After the war, Hugh Trevor-Roper pursued a successful career as a historian and academic, and in 1979 was raised to the peerage as Lord Dacre. But his reputation was seriously damaged in 1983 when he authenticated the so-called Hitler diaries, which were published in the Sunday Times before they were exposed as forgeries.
And what of Hitler? In 1938, in the manner of an emperor, he had outlined elaborate plans for his eventual funeral, envisaging himself lying forever in honour and glory as Germany’s conquering hero. He said he initially wanted his body to be displayed on a catafalque in front of the Feldherrnhalle (Field Marshals’ Hall) in Munich. It was there in 1923 that his attempt to seize power in the shambolic beer hall putsch had been thwarted in a bloody gun battle with police. After a ‘solemn but simple’ state funeral, his corpse would then be removed to the Temple of National Socialism on the city’s Koenigsplatz, where the remains of 15 Nazis killed in the putsch were already enshrined as martyrs. Hitler said: ‘There I shall rest under the eternal flame.’
There was to be no eternal flame for the Fuhrer. In June 1945, the Soviets buried his body and that of his wife in a forest near the town of Rathenow, 45 miles west of Berlin. The corpses were later exhumed and reburied 50 miles further south in the Soviet Army’s garrison in Magdeburg. Finally, in 1970, the KGB dug up the bodies, cremated them, ground the remains into ashes and scattered them in a river. Only Hitler’s jawbone and the skull fragment were preserved, being deposited in the Soviet archives in Moscow.

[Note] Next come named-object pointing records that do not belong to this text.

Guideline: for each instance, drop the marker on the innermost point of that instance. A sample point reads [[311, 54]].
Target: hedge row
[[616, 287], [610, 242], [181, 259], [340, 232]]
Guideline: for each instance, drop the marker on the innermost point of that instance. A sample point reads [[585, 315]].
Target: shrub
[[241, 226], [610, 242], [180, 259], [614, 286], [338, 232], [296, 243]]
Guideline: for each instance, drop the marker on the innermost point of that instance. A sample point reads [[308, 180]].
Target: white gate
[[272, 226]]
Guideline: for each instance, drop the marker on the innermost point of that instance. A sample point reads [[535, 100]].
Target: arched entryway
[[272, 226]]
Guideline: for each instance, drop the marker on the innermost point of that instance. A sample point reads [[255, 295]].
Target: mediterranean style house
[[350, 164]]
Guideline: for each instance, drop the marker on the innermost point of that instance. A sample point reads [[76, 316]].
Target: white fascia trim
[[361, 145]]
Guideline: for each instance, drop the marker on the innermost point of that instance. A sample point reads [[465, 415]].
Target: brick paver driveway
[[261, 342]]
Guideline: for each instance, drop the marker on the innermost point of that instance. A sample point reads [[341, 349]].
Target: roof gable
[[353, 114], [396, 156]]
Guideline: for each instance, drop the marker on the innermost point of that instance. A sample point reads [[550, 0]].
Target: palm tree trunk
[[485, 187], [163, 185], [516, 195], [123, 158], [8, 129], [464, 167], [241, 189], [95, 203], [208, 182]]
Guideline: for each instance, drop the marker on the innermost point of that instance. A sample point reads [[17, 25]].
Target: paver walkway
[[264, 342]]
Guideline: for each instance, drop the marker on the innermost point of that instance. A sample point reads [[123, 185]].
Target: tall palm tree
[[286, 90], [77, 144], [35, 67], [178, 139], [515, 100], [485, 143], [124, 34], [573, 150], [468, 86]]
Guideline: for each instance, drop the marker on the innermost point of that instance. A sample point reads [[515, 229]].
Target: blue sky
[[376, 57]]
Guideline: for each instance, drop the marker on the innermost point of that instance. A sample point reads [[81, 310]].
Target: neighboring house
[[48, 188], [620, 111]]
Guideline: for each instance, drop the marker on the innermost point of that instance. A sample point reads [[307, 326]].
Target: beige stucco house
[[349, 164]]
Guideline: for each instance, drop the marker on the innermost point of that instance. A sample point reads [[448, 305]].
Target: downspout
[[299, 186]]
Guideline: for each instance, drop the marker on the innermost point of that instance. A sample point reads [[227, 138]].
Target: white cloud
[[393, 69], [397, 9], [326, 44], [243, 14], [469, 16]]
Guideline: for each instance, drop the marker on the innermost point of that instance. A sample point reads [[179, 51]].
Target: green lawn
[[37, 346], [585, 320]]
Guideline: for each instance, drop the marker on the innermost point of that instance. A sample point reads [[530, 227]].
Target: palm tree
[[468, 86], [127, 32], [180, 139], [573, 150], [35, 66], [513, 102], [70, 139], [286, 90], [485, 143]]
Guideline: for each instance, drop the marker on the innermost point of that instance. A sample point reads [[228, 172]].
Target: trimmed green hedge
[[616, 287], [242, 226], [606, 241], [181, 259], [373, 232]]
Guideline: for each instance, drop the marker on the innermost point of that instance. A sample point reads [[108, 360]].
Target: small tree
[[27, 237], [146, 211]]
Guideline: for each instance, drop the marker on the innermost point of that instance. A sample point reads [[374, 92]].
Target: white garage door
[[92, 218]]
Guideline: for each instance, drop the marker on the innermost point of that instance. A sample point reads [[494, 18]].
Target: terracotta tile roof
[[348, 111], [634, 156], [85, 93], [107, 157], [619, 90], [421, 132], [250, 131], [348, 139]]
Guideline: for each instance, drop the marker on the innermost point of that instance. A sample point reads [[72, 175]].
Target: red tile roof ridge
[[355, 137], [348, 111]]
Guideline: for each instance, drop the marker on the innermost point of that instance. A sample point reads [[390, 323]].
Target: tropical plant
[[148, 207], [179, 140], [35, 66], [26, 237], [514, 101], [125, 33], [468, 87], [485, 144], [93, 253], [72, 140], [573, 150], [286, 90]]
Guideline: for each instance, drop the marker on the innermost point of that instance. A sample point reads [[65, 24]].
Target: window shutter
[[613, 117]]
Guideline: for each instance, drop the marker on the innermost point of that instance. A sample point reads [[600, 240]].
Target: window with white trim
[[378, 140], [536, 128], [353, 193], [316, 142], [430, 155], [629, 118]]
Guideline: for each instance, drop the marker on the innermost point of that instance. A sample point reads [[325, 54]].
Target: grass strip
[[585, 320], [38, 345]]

Then, in 2009 came a further dramatic twist in the saga when the Russians allowed an American geneticist to carry out DNA tests on samples taken from the skull fragment. The results were sensational – they revealed it was not a male skull, but that of a woman between 20 and 40 years old.
So if it wasn’t Hitler, was it the remains of Eva Braun? Although at 33 she was in the age range indicated by the analysis, it was thought unlikely to be her, because there had never been any evidence of her shooting herself or being shot.
The baffling discovery added yet another intriguing chapter to the story that had begun in the netherworld of the Berlin bunker in 1945. For those subscribing to the wilder claims about the fate of the Fuhrer, it opened fertile new fields of conspiracy theorising.
In 1941, Winston Churchill had forecast Hitler’s total downfall, saying: ‘Every trace of Hitler’s footsteps, every stain of his infected, corroding fingers will be sponged and purged and, if need be, blasted from the surface of the Earth.’ In a physical sense, he was correct – Hitler has been burning in his Wagnerian hell these 80 years past. But in a wider sense, as long as rumour and speculation continue to swirl around the events of April 1945, the prediction has not quite been fulfilled.